5. Focus op het eten van hele, voedzame voedingsmiddelen – Schrap ultrabewerkte voedingsmiddelen, inclusief fastfood, uit uw dieet, omdat ze boordevol geraffineerde koolhydraten, plantaardige oliën, conserveermiddelen en andere schadelijke ingrediënten zitten die uw lever overweldigen en bijdragen aan disfunctie. Vervang ze in plaats daarvan door volledig, minimaal verwerkt voedsel dat rijk is aan voedingsstoffen om uw bloedsuikerspiegel te stabiliseren, ontstekingen te verminderen en de belasting van uw lever te verminderen.
6. Zorg voor een gezond gewicht – Regelmatige lichaamsbeweging is essentieel voor het stimuleren van de stofwisseling en het ondersteunen van een gezond gewicht. Als u overgewicht heeft, helpt het verliezen van 7% tot 10% van uw lichaamsgewicht de NAFLD te verbeteren, inclusief het verlagen van het levervetgehalte, leverontsteking en fibrose.11
7. Overweeg het nemen van leverondersteunende supplementen – Het ondersteunen van uw lever met gerichte voedingsstoffen beschermt niet alleen tegen schade, maar verbetert ook het vermogen om te ontgiften en te regenereren. Vitamine B12 en foliumzuur werken samen om ontstekingen te verminderen en fibrose te voorkomen door het homocysteïnegehalte onder controle te houden.12
Om de lever verder te beschermen en te ontgiften, stimuleert n-acetylcysteïne (NAC) de productie van glutathion, een krachtige antioxidant die gifstoffen neutraliseert en oxidatieve stress vermindert.13
Naast antioxidanten bieden supplementen zoals mariadistel en CoQ10 unieke voordelen. De actieve verbindingen in mariadistel, silymarine en silybin, fungeren als schilden tegen schadelijke gifstoffen en bevorderen tegelijkertijd het herstel en de regeneratie van beschadigde levercellen.14 Ondertussen speelt CoQ10 een rol bij het ondersteunen van de mitochondriale gezondheid, waardoor uw lever de energie krijgt die hij nodig heeft om efficiënt te functioneren, terwijl ontstekingen en oxidatieve schade worden verminderd.15
Magnesium is een andere belangrijke voedingsstof voor de gezondheid van de lever, vooral vanwege zijn rol in de cellulaire energieproductie.
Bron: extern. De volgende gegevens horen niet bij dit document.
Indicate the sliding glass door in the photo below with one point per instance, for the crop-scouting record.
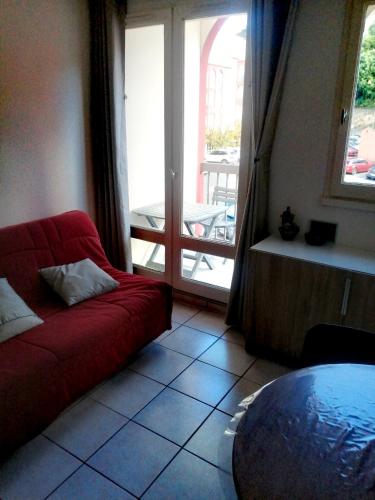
(184, 114)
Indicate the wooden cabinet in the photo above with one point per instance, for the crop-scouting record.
(294, 287)
(360, 311)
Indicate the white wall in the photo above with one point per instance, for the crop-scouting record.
(44, 146)
(300, 153)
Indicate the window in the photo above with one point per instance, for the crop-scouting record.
(352, 159)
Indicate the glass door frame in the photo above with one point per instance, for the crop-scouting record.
(173, 21)
(154, 18)
(182, 242)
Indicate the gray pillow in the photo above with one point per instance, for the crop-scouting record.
(15, 316)
(78, 281)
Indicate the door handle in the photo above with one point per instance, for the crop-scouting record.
(345, 298)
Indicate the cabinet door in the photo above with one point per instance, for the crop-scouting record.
(290, 296)
(361, 303)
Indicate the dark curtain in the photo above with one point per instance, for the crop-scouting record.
(270, 34)
(107, 29)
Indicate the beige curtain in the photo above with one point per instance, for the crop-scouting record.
(270, 33)
(107, 26)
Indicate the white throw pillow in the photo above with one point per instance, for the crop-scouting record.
(15, 316)
(78, 281)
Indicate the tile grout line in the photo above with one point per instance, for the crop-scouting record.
(181, 447)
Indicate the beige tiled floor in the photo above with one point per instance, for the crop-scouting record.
(155, 430)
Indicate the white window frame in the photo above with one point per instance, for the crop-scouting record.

Om uw ideale dosering te bepalen, neemt u eerst magnesiumcitraat, verhoogt u geleidelijk uw dosis totdat u last krijgt van dunne ontlasting en verlaagt u deze vervolgens iets – dat is uw ideale dosis. Ga daarna over op magnesiumthreonaat, dat geen dunne ontlasting veroorzaakt zoals magnesiumcitraat.